Cela peut être comparé à ce que le lauréat du prix Nobel Nikolaas Tinbergen a appelé un superstimulus: quelque chose d'artificiel qui fournit un stimulus que notre cerveau est câblé de manière évolutive à rechercher, mais à un niveau bien au-delà de ce que nous sommes prêts à faire face, faisant des ravages sur notre cerveau. Tinbergen a découvert que les oiseaux femelles pouvaient passer leur vie à lutter pour s'asseoir sur de faux œufs géants aux couleurs vives tout en laissant leurs propres œufs plus pâles à mourir. Un nombre croissant de scientifiques croient que l'épidémie d'obésité est le résultat d'un superstimulus: des produits comme le sucre raffiné sont des exemples classiques d'une version artificielle de quelque chose que nous sommes censés rechercher, sous une forme concentrée qui n'existe pas dans la nature et que notre les corps ne sont pas préparés. 

L'évolution n'a pas pu préparer notre cerveau à la ruée neurochimique d'un kaléidoscope toujours actif de nouveauté sexuelle. Cela rend le porno en ligne particulièrement addictif, tout comme une drogue. Certains scientifiques pensent que la raison pour laquelle les médicaments chimiques peuvent être si addictifs est qu'ils déclenchent nos mécanismes de récompense neurochimiques liés au sexe; Les héroïnomanes affirment souvent que tirer "ressemble à un orgasme". Une étude de 2010 sur des rats a révélé que l'utilisation de méthamphétamine activait les mêmes systèmes de récompense et les mêmes circuits que le sexe.

(Avec les dauphins et certains primates supérieurs, les rats sont les seuls mammifères qui s'accouplent aussi bien pour le plaisir que pour la reproduction; et les systèmes de récompense sexuelle des humains sont neurologiquement fondamentalement les mêmes que les rats, car ils sont l'une des parties les moins évoluées de notre cerveau. Ces facteurs font des petites bestioles d'excellents sujets de test pour des expériences sur la neurochimie de la sexualité humaine. Oui, quand il s'agit de sexe, nous, les hommes, sommes essentiellement des rats. Plus vous en savez...)

De plus, personne n'est né avec un circuit de récompense câblé dans leur cerveau pour l'alcool ou la cocaïne, mais tout le monde est né avec un système de récompense câblé pour la stimulation sexuelle. La recherche sur la toxicomanie a montré que toutes les personnes n'étaient pas prédisposées à la dépendance aux substances chimiques - ce n'est que si vous avez une prédisposition génétique que le système de récompense de votre cerveau peut être amené à confondre un produit chimique particulier pour le sexe. C'est pourquoi certaines personnes deviennent alcooliques même après avoir été exposées à des quantités modérées d'alcool, tandis que d'autres (comme moi) peuvent boire beaucoup sans développer une dépendance, ou pourquoi certaines personnes peuvent avoir une seule cigarette lors d'une fête et ne pas s'en inquiéter pendant d'autres (comme moi) doivent avoir leur dose de nicotine tous les jours. En revanche, nous avons tous une prédisposition à la dépendance au stimulus sexuel. 

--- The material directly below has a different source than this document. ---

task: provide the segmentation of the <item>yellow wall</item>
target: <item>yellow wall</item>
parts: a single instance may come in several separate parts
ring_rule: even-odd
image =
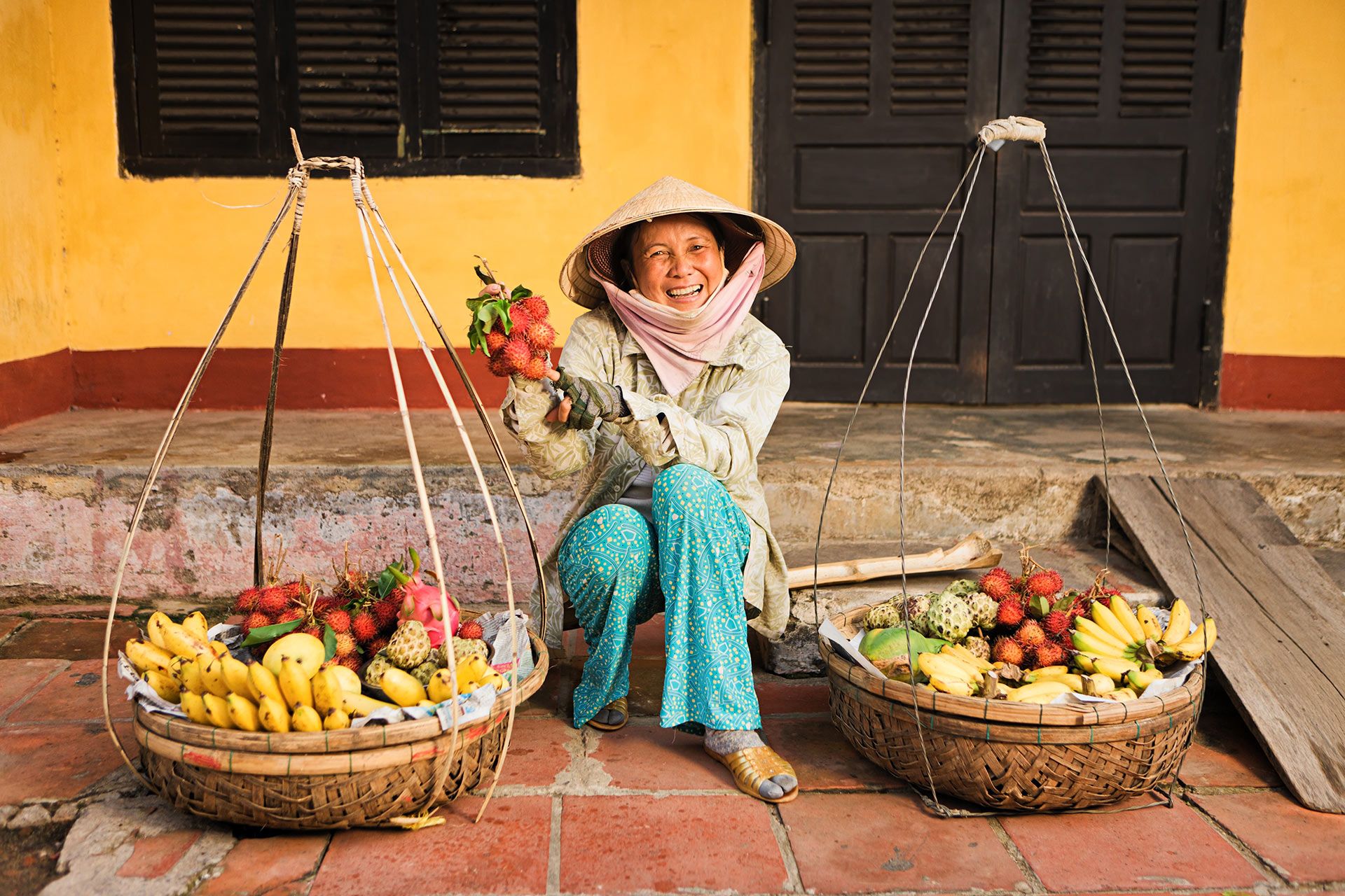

Un autre mécanisme évolutif bien établi est ce qu'on appelle l'effet de frénésie. Nous avons évolué dans des conditions de rareté des ressources, ce qui signifiait qu'il était avantageux sur le plan évolutif d'avoir un système de récompense programmé pour nous donner une très forte motivation à se gaver à chaque fois que nous heurtions le filon-mère de quelque chose. Mais mettre des mammifères câblés pour l'effet de frénésie dans un environnement d'abondance peut faire des ravages dans leur cerveau. (L'effet de frénésie a également été lié à l'obésité.)

Si notre système de récompense interprète chaque nouveau clip porno comme la même chose qu'un nouveau partenaire sexuel, cela signifie une sorte de stimulus sans précédent pour notre cerveau. Pas comparable à Playboy, ou même des téléchargements par ligne commutée des années 90. Même les empereurs romains décadents, les sultans turcs et les stars du rock des années 1970 n'ont jamais eu accès 24/7, en un clic, à des partenaires sexuels infiniment nouveaux et infiniment nouveaux.

La combinaison d'un circuit naturel préexistant pour la récompense neurochimique liée au stimulus sexuel et la possibilité d'une nouveauté immédiate et infinie - qui, encore une fois, n'était une caractéristique du porno qu'en 2006 - signifie qu'un utilisateur peut maintenant maintenir ses niveaux de dopamine beaucoup plus élevés , et pendant des périodes beaucoup plus longues, que nous ne pouvons espérer que notre cerveau puisse gérer sans dommages réels et durables. 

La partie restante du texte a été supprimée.